Reading Habits of Teen Boys

One of the senior literature program consultants from Glencoe/McGraw-Hill, the leading provider of print and digital educational materials for middle and secondary students, recently studied adolescent boys and their reading, attitudes, aspirations, and the opportunities available to them to increase literacy.

The goal of Jeffrey Wilhelm, Ph.D., in launching the study was to find ways to support students who are often considered to be reluctant or resistant to reading. He discovered that as students go through school they are expected to read more challenging text, but receive less support for reading that text.

Dr. Wilhelm is an award-winning author, researcher, and university professor. He served as a school language arts teacher for 13 years, and published such books as Reading Don't Fix No Chevys: Literacy in the Lives of Young Men and You Gotta BE the Book: Teaching Engaged and Reflective Reading with Adolescents.

During the interviews, almost every boy described himself as "not a reader." Dr. Wilhelm discovered just the opposite, he saw male adolescents reading comic books, magazines, and Web sites. The students thought they were non-readers because they accepted the school definition of a reader as a reader of traditional types of literature.

"In addition to introducing students to classic literature, there should also be an introduction to the types of literature that appeal to adolescents," Dr. Wilhelm said. "I noticed that many of the boys in our study didn't want to only read books off a list. They wanted to read material that mattered to them, material with a functional value that is in the here and now."

Dr. Wilhelm also found that many adolescent students view the literature taught in class as not relevant to their lives and because of that many teen students became cynical about reading.
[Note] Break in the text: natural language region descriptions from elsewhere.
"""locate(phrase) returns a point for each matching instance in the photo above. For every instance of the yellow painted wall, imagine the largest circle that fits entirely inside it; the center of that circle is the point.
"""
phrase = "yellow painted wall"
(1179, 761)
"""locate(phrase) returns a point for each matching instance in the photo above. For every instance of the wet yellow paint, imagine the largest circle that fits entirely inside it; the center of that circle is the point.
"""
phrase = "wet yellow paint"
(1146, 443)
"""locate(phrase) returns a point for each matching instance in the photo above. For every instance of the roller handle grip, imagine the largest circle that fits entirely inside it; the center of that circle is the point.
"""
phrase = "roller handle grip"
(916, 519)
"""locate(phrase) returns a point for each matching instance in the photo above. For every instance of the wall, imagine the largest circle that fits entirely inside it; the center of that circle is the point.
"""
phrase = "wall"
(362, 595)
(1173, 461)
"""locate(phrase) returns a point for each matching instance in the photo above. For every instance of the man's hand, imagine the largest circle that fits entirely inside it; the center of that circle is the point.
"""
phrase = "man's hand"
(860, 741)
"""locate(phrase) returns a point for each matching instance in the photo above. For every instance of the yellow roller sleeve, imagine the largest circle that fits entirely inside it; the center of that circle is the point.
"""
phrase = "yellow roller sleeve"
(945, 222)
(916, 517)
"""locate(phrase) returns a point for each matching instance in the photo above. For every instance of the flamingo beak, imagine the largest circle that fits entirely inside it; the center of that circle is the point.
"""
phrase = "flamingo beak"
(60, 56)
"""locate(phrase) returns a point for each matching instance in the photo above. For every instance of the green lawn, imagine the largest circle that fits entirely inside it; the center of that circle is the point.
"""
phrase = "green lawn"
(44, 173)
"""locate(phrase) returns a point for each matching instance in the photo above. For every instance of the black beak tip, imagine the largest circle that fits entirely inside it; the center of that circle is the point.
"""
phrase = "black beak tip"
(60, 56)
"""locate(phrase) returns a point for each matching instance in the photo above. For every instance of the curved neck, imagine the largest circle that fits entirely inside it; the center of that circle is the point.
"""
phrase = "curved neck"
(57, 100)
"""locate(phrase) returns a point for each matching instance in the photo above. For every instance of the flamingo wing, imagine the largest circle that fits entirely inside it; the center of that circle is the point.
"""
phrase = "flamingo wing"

While Dr. Wilhelm supports teaching classic literature in class, he challenges teachers to make the literature relevant and come alive in the classroom.

"If a teacher can relate a piece a literature to what is happening in a student's life, the student will be engaged," he said.

Dr. Wilhelm's experience working with teen boys as well his knowledge of best practices in reaching all students are put to use in his co-authorship of Glencoe Literature: California Treasures, an all-new program for Grades 6-12 for California aligned with both California's language arts content and English language development standards.